Imagine you are in primary school, but aren't expected to finish. Drugs and gangs are rampant. You live on the edge of a landfill site, and your parents eke out a living by sorting through the garbage for things they can sell. The best you can reasonably hope for is to be a scavenger too.

Then one day, someone who you have seen around the dump for a few months wants to know if you would like to learn to play the guitar.

This is exactly what happened to kids in Cateura, a village built practically on top of the landfill that serves the Paraguayan capital, Asuncion. The man with the guitar was Favio Chavez, an ecologist and musician.

At first, parents were skeptical. Forty per cent of children do not finish school because their parents need them to work. "There is an idea that nothing is worth studying," Mr. Chavez says, "because the study does not help them to eat.' "

But some families stepped forward. Music might keep kids off the streets, and they could play with Mr. Chavez's instruments. Soon, however, more children wanted to learn and there were not enough instruments to go around. So Mr. Chavez came up with an innovative solution: He made instruments out of recycled material from the landfill.

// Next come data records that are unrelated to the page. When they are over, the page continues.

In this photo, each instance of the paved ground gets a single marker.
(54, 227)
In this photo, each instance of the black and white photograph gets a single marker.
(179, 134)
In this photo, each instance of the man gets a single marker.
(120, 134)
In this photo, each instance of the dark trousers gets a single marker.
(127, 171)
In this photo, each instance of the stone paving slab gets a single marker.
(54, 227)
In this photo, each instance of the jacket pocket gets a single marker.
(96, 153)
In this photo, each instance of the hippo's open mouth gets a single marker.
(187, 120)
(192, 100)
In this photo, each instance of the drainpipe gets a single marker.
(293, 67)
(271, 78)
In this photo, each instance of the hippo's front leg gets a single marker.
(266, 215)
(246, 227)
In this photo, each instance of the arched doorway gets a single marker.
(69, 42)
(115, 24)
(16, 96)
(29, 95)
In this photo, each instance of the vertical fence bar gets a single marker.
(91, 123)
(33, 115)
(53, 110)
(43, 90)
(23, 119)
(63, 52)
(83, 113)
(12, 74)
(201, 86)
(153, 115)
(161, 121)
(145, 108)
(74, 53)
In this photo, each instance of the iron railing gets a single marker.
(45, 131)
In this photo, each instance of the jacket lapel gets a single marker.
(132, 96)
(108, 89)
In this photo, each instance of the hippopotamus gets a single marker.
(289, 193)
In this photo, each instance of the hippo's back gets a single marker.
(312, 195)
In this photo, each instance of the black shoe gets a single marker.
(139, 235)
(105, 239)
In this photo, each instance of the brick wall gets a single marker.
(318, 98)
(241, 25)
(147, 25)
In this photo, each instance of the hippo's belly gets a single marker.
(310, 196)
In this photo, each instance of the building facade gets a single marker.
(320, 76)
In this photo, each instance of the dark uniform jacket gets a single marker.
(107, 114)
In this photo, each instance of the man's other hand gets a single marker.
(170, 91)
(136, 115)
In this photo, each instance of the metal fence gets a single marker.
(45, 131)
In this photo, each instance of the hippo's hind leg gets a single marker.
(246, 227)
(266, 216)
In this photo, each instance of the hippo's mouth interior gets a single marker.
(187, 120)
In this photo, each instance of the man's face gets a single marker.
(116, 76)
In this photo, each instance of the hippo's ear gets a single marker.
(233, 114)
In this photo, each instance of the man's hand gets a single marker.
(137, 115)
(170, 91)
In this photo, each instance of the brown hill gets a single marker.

The string instruments have traditional fingerboards, scrolls and strings, but the other bits are made from whatever Mr. Chavez could find – tail pieces made of forks, tuning pegs made from gnocchi moulds. An added benefit: Children with recycled instruments do not have to worry about theft, or having a relative sell their instrument to buy food (or drugs).

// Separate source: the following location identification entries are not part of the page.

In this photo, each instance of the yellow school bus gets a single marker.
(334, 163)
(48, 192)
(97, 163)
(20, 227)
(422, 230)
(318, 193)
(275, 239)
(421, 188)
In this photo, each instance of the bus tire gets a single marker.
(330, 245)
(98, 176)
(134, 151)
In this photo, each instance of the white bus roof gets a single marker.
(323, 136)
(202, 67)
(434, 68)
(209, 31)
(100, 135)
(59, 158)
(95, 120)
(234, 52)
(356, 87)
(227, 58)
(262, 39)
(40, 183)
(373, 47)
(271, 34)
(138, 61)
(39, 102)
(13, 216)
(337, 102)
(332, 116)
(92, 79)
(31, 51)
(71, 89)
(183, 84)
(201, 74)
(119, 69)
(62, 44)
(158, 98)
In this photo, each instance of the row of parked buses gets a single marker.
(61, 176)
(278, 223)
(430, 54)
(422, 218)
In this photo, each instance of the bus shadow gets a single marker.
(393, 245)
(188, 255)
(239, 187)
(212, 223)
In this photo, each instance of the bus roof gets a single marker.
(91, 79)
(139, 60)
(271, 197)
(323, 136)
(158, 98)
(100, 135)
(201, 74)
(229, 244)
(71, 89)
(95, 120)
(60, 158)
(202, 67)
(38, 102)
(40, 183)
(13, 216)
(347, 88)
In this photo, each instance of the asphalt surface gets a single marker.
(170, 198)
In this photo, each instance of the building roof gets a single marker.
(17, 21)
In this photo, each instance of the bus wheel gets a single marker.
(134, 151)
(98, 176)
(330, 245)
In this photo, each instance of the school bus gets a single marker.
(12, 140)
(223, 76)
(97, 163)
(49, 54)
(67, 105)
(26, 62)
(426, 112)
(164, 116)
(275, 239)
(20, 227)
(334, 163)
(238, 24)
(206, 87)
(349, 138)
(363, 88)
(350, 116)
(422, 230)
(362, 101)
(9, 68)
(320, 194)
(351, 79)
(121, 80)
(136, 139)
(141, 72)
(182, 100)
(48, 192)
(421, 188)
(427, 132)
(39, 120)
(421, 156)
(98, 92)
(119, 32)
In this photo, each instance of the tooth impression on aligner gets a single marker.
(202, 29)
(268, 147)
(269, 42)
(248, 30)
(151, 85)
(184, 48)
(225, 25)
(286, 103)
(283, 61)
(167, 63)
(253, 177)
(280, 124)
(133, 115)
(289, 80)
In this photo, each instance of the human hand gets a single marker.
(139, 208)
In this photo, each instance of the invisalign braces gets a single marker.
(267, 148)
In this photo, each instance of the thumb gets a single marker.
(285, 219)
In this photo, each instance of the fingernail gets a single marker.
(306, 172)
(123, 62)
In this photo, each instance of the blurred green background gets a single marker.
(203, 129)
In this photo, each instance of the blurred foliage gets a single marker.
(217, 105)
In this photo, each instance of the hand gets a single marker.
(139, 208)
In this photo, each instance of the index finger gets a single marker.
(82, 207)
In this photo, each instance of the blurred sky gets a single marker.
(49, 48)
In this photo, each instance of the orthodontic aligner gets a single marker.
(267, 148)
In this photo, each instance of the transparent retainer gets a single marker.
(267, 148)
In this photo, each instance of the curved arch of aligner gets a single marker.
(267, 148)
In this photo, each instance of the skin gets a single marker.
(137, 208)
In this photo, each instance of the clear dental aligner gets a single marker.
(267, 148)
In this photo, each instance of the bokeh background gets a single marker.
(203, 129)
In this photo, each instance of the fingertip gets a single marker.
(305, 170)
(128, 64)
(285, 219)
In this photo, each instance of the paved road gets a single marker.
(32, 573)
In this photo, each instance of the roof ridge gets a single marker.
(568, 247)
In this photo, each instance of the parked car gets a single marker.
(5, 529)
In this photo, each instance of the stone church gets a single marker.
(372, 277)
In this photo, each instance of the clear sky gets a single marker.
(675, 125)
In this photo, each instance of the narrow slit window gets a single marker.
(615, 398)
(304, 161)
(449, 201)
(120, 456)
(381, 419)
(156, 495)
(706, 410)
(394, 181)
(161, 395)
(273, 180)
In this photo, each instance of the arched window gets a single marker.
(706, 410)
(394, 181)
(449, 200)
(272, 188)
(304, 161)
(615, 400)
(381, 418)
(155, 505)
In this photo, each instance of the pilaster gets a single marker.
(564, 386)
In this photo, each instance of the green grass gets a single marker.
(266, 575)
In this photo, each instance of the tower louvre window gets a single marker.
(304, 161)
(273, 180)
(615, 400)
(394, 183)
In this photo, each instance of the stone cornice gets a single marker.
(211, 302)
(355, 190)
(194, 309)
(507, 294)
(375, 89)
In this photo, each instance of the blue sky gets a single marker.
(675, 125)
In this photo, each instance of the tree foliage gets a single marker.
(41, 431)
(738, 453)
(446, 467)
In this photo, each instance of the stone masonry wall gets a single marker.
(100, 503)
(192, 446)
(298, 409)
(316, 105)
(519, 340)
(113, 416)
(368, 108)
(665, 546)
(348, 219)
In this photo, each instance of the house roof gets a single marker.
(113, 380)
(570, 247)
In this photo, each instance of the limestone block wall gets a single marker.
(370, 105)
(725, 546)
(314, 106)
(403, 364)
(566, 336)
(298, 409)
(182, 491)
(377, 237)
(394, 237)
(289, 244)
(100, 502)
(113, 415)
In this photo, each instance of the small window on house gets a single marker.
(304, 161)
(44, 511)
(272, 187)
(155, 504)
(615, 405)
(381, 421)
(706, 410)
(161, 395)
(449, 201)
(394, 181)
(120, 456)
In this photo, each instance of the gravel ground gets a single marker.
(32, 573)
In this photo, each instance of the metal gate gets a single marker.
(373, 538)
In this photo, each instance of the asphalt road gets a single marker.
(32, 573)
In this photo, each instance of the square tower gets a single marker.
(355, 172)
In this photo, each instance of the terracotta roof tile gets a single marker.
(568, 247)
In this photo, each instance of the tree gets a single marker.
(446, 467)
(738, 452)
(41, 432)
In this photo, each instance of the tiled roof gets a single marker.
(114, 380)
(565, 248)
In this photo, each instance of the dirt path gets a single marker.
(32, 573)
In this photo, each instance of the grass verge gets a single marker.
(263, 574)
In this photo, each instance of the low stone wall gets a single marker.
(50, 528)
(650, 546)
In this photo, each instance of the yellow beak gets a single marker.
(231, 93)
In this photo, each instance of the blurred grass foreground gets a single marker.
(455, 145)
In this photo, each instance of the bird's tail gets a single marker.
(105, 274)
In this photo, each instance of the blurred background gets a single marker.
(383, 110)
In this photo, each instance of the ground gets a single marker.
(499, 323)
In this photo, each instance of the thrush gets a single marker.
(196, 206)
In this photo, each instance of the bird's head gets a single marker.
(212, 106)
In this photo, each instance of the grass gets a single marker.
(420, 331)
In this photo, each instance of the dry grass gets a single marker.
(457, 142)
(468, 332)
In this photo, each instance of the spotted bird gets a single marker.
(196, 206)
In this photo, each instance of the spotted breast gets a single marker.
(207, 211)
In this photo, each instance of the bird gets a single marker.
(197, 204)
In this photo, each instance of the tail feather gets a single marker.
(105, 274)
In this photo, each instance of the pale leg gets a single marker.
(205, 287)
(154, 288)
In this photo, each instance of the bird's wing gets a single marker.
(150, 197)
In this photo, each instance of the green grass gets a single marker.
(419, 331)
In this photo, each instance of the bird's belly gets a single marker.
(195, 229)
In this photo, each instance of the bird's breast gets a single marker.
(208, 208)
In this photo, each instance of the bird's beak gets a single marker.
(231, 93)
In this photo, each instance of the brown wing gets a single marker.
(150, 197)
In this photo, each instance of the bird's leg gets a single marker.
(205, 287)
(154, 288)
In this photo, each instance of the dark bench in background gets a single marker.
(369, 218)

Mr. Chavez now teaches music full-time (he has 50 students) and has toured what he calls his Recycled Orchestra to Rio de Janeiro, Panama and Bogota. There is also a documentary in the works, titled Landfill Harmonic. It's not out until next year, but a trailer for it has gone viral. www.youtube.com/watch?v=fXynrsrTKbI

Fame is not the goal, though. "Doing music causes children to connect in a special way and feel they are building beauty together," Mr. Chavez says. "This is the essence of our orchestra."